Op 12 april 2016 heeft de Commissie een mededeling gepresenteerd over de stand van zaken en mogelijke verdere stappen met betrekking tot de situatie van niet-wederkerigheid met een aantal derde landen op het gebied van visa 1 . In die mededeling werd opgemerkt dat met de actieve steun van de Commissie een oplossing was gevonden voor de meeste gemelde gevallen van niet-wederkerigheid met acht derde landen. Tegelijkertijd werd er in de mededeling echter op gewezen dat, indien het betrokken derde land de visumplicht op 12 april 2016 niet had opgeheven, de Commissie op grond van Verordening (EG) nr. 539/2001 van de Raad van 15 maart 2001, zoals gewijzigd bij Verordening (EU) nr. 1289/2013 van het Europees Parlement en de Raad van 11 december 2013, een gedelegeerde handeling moest vaststellen om de visumvrijstelling voor onderdanen van het betrokken derde land voor een periode van twaalf maanden op te schorten 2 . Krachtens de verordening moet de Commissie eveneens rekening houden met de gevolgen van de opschorting van de visumvrijstelling voor de externe betrekkingen van de EU en haar lidstaten.

In de mededeling van april 2016 werd beoordeeld wat de gevolgen en de effecten waren van de opschorting van de visumvrijstelling voor EU-burgers en -bedrijven en voor onderdanen van de betrokken derde landen, en werden het Europees Parlement en de Raad verzocht zich te beraden over de meest geschikte verdere stappen.

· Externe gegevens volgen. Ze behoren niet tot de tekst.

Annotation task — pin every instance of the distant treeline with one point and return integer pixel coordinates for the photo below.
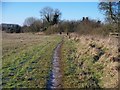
(50, 22)
(84, 26)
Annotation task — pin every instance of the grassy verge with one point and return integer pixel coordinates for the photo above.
(80, 70)
(30, 65)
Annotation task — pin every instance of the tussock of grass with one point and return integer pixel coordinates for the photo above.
(90, 71)
(30, 65)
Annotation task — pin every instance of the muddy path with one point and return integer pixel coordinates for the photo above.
(55, 79)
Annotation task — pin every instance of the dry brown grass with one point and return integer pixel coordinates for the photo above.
(110, 47)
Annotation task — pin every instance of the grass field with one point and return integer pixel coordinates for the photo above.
(86, 61)
(27, 59)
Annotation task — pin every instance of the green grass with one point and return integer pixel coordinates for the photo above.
(79, 72)
(28, 66)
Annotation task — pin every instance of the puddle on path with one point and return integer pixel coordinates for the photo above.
(55, 75)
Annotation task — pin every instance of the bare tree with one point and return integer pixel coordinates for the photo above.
(111, 11)
(50, 15)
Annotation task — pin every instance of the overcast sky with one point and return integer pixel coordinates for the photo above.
(16, 12)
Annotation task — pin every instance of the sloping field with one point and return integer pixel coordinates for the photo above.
(26, 59)
(85, 61)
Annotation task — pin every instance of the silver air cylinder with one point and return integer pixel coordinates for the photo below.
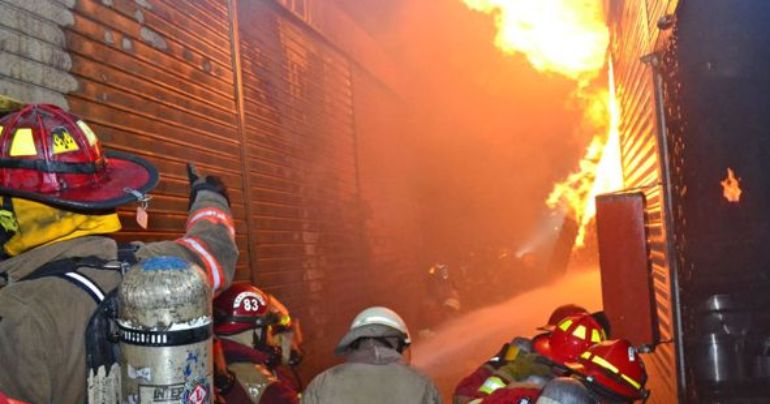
(165, 333)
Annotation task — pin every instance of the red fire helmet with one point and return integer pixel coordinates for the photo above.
(570, 338)
(51, 156)
(240, 308)
(613, 368)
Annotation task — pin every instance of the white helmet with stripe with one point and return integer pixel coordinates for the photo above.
(375, 322)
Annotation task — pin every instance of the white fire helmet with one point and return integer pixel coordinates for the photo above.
(375, 322)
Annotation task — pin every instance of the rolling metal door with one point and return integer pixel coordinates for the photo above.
(634, 35)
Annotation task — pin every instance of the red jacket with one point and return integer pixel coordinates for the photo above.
(280, 387)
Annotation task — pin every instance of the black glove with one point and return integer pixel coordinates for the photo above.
(205, 183)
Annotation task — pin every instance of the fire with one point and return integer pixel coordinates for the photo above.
(731, 188)
(600, 171)
(568, 37)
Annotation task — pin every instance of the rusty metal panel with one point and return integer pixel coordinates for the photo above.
(155, 78)
(634, 34)
(302, 168)
(715, 90)
(626, 281)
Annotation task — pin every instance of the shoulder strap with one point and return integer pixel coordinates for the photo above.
(66, 269)
(127, 253)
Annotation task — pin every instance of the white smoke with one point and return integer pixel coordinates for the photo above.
(461, 345)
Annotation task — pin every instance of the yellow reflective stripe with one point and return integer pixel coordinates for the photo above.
(511, 353)
(23, 143)
(603, 363)
(90, 135)
(580, 332)
(491, 384)
(633, 382)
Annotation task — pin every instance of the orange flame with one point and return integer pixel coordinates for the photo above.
(731, 187)
(600, 170)
(568, 37)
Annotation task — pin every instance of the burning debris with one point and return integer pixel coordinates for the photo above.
(731, 187)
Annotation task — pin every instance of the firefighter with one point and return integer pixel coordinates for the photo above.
(60, 190)
(552, 353)
(613, 371)
(469, 386)
(377, 366)
(255, 336)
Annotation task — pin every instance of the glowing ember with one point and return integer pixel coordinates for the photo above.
(731, 187)
(567, 37)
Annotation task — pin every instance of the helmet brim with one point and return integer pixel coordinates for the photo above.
(367, 331)
(124, 171)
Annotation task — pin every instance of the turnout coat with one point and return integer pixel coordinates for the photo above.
(43, 321)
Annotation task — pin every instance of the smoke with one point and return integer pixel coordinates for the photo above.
(489, 132)
(463, 344)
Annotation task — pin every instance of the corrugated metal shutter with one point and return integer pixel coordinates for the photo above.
(303, 172)
(388, 197)
(633, 37)
(155, 78)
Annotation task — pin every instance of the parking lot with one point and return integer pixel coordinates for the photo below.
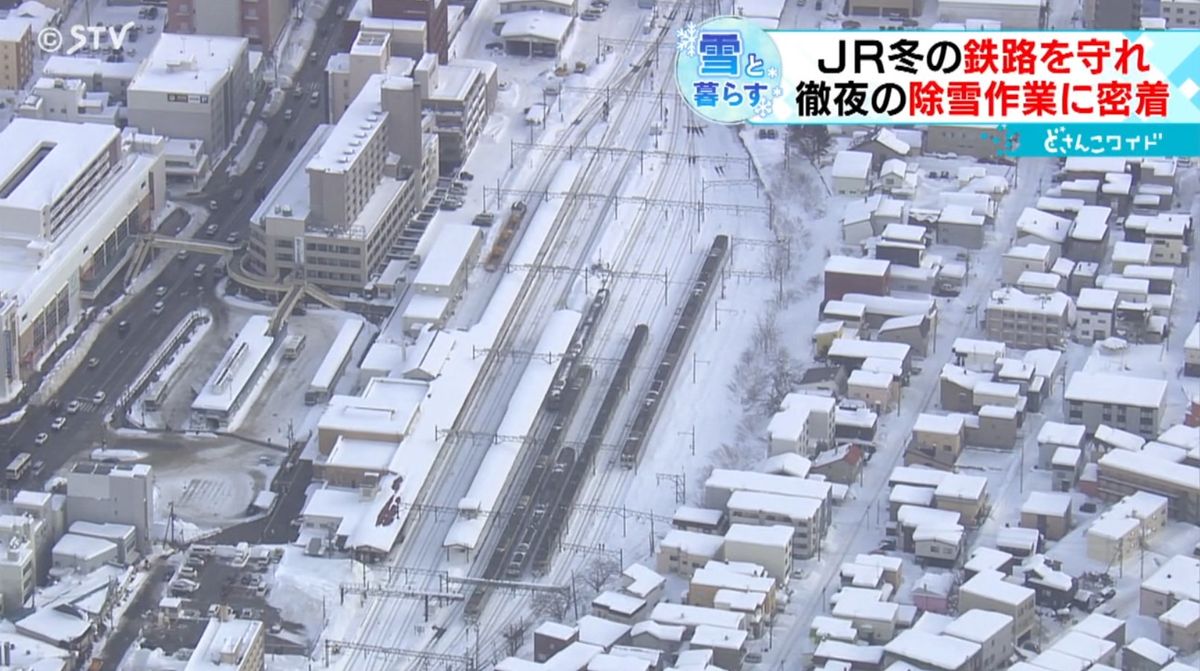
(207, 577)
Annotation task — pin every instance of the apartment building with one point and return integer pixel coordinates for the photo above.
(1181, 13)
(459, 95)
(347, 196)
(118, 493)
(229, 643)
(17, 49)
(192, 89)
(72, 199)
(1029, 321)
(261, 22)
(1127, 402)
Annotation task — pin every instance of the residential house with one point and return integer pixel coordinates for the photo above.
(852, 275)
(851, 172)
(936, 441)
(1029, 322)
(1181, 627)
(1176, 580)
(1049, 513)
(1095, 313)
(990, 591)
(1123, 401)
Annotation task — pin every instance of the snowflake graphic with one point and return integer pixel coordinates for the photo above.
(688, 40)
(766, 109)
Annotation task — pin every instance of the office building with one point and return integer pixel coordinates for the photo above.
(72, 198)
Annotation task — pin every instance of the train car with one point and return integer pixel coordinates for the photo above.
(694, 306)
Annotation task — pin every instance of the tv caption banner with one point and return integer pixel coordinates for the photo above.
(1054, 94)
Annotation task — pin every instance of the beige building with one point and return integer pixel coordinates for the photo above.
(767, 509)
(989, 591)
(229, 645)
(936, 441)
(1181, 627)
(767, 546)
(459, 96)
(16, 53)
(1176, 580)
(346, 198)
(258, 21)
(192, 89)
(1049, 513)
(1029, 321)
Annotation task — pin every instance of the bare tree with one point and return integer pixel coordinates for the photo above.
(599, 570)
(551, 605)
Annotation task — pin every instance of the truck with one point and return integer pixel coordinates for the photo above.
(501, 247)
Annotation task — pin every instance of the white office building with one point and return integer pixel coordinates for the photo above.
(72, 199)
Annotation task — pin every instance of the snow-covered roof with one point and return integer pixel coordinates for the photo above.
(1057, 433)
(942, 652)
(749, 480)
(786, 507)
(853, 348)
(223, 640)
(852, 165)
(237, 367)
(547, 27)
(1179, 576)
(870, 379)
(695, 616)
(1056, 304)
(778, 535)
(185, 64)
(719, 637)
(942, 425)
(1182, 615)
(1043, 225)
(1030, 252)
(695, 515)
(694, 543)
(978, 625)
(1119, 390)
(786, 463)
(361, 454)
(385, 409)
(448, 256)
(963, 487)
(1091, 223)
(1102, 300)
(1051, 504)
(857, 265)
(42, 160)
(991, 586)
(1119, 438)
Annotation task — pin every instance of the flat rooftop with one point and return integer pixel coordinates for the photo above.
(189, 64)
(363, 119)
(41, 160)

Bij wijze van follow-up heeft de Commissie vervolgens vier mededelingen uitgebracht: in juli 3 en december 4 2016 en in mei 5 en december 6 2017. In haar meest recente mededeling over visumwederkerigheid, van december 2017, gaf de Commissie een overzicht van de stand van zaken en mogelijke verdere stappen met betrekking tot de (door Bulgarije, Kroatië, Cyprus, Polen en Roemenië ter kennis gebrachte) situatie van niet-wederkerigheid met de Verenigde Staten, het enige geval waarin nog geen sprake van wederkerigheid is 7 .

Toen de laatste mededeling in het Europees Parlement werd gepresenteerd, riepen sommige leden van de Commissie burgerlijke vrijheden, justitie en binnenlandse zaken van het Europees Parlement, de Commissie op om een gedelegeerde handeling vast te stellen waarbij de visumvrijstelling voor Amerikaanse onderdanen werd opgeschort. Andere leden waren het echter met de Commissie eens over de gevolgen die een dergelijke opschorting voor de trans-Atlantische betrekkingen zou hebben en hadden waardering voor het aanhoudend streven naar visumwederkerigheid. Zoals vermeld in eerdere mededelingen heeft de Raad deze zaak de afgelopen twaalf maanden niet besproken.

In deze mededeling wordt de balans opgemaakt van de voortgang die sinds december 2017 op het gebied van visumwederkerigheid met de Verenigde Staten is geboekt.

II. MEEST RECENTE ONTWIKKELINGEN

1.Vereisten en ontwikkelingen inzake het Amerikaanse visumvrijstellingsprogramma

De Verenigde Staten verbinden voorwaarden aan het visumvrijstellingsprogramma. Deze worden ofwel vastgelegd in Amerikaans recht, zoals met name het geval is met betrekking tot het visumweigeringspercentage, of maken deel uit van de door het ministerie van Binnenlandse Veiligheid ingevoerde uitvoeringsvoorschriften.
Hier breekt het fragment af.